What’s the point of helping students graduate from high school if that doesn’t prepare them for college and career success? This question arises from a study seeking ways to improve the public schools in Yonkers, New York.
The holy grail for urban school systems has long been to increase their graduation rates. In other words, hand out those diplomas so students have a chance to make it.
But the people at Yonkers Partners In Education, a private group obsessed with helping Yonkers students thrive, began to see that mere graduation is not enough. They wanted to find the keys to preparing students for college success….
But too many Yonkers students were not making it in college. YPIE began to doubt the point of helping students graduate from high school if they weren’t ready for college work.
“If they are not prepared to be successful in college, are we doing them a service or disservice?” YPIE Executive Director Wendy Nadel said. “We don’t want to throw time and money at things that won’t make a real difference for students.”

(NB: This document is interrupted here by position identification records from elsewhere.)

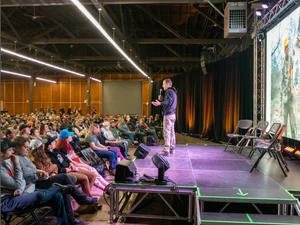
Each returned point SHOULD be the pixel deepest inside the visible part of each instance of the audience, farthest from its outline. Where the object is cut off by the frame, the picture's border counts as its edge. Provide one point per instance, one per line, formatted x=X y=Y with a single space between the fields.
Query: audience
x=101 y=150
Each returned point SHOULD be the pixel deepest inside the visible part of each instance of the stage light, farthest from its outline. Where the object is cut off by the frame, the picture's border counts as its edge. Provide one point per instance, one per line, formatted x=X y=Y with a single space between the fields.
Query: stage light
x=141 y=152
x=261 y=36
x=126 y=169
x=162 y=165
x=43 y=79
x=104 y=33
x=94 y=79
x=258 y=13
x=297 y=154
x=40 y=62
x=16 y=74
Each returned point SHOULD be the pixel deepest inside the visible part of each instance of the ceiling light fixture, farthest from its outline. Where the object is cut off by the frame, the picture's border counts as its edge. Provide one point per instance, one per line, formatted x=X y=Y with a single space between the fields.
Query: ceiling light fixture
x=94 y=79
x=101 y=29
x=40 y=62
x=43 y=79
x=16 y=74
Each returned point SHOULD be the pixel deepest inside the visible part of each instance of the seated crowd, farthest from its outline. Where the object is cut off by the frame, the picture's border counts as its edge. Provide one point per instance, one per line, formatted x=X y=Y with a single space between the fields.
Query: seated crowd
x=41 y=163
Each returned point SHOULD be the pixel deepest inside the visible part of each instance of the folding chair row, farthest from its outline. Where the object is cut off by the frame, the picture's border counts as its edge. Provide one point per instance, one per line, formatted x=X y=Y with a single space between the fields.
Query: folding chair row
x=272 y=147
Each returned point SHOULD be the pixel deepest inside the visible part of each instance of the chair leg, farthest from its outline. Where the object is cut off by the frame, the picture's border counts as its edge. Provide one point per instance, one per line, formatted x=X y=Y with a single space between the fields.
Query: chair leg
x=227 y=144
x=35 y=218
x=279 y=155
x=6 y=218
x=258 y=160
x=280 y=164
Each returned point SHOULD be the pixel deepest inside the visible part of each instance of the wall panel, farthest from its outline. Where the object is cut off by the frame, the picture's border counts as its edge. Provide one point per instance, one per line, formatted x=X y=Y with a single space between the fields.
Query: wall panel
x=37 y=92
x=65 y=92
x=9 y=92
x=15 y=95
x=18 y=91
x=46 y=93
x=56 y=92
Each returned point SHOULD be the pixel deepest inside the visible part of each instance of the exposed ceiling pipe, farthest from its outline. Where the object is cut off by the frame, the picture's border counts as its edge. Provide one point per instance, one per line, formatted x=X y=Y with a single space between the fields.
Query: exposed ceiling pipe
x=212 y=5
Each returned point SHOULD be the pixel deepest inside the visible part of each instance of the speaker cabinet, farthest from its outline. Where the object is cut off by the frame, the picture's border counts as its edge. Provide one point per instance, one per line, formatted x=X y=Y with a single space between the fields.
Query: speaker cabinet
x=125 y=171
x=142 y=151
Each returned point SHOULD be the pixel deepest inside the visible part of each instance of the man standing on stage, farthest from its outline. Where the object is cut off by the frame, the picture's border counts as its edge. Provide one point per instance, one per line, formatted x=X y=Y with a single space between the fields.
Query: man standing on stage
x=169 y=104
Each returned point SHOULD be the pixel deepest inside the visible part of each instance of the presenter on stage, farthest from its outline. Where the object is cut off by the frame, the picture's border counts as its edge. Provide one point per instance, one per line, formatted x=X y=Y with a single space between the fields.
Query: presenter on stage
x=169 y=104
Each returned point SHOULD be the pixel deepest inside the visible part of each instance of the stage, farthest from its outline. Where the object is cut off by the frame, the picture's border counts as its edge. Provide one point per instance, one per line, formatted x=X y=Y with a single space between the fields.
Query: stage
x=206 y=174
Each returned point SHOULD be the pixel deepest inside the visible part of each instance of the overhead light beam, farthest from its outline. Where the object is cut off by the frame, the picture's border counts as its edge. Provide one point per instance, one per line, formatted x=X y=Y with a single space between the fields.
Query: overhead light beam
x=103 y=32
x=14 y=73
x=40 y=62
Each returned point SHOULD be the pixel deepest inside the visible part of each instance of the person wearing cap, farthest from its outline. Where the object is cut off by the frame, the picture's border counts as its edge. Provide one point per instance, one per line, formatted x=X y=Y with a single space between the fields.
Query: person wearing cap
x=100 y=150
x=19 y=200
x=48 y=172
x=52 y=130
x=24 y=130
x=85 y=178
x=110 y=137
x=67 y=149
x=79 y=131
x=10 y=133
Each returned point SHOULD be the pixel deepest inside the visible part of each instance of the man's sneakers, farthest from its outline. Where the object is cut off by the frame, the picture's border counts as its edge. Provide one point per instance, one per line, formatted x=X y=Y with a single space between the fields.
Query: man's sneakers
x=65 y=189
x=167 y=153
x=164 y=153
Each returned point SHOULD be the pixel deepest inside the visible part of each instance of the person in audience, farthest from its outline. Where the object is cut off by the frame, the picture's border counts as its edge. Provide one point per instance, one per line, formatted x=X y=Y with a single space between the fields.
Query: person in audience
x=64 y=165
x=24 y=130
x=100 y=150
x=61 y=111
x=146 y=130
x=52 y=132
x=86 y=124
x=106 y=143
x=10 y=133
x=44 y=130
x=17 y=198
x=122 y=126
x=78 y=130
x=35 y=133
x=110 y=137
x=100 y=182
x=47 y=173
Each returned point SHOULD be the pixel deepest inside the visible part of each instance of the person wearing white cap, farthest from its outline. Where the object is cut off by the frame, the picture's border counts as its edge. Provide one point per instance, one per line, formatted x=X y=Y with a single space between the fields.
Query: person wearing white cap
x=85 y=178
x=19 y=200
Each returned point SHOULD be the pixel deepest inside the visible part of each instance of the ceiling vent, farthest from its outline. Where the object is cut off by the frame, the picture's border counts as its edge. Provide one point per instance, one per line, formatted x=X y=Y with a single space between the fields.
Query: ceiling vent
x=235 y=20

The study, College and Career Readiness in the New York State Public Schools, found the utterly predictable “strong link between poverty and students’ readiness for college”.
Class size doesn’t matter.
While some study results were not surprising, other findings contradict conventional wisdom by showing that “class size and per-pupil spending” have little correlation to student readiness for college.
New York high school graduation standards are too low.
A major problem, Kroll found, is that a high school diploma has been too easy to attain in New York. Students need to pass only one Regents exam in math, for instance, to earn a Regents diploma. Because of the way the state curves its algebra exam, a student could get a 65 “passing” score on the June 2013 exam by earning only 34 percent of all points on the test.
“The graduation bar is too low,” Kroll said. “A 65 on a Regents exam gets you nowhere.”
The next challenge will be finding the elusive best practices in high-performing schools and then implementing them in the low-performing schools.
The ultimate goal is to identify districts that outperform their poverty levels, analyze how they do it and share the results.
“We don’t want to provide an excuse, like, ‘Don’t judge us because we have poverty,’ ” he said. “But we need to filter out the effects of poverty so we can judge how districts and teachers are doing. Let’s find out why some (districts and schools) get better results in poor communities.”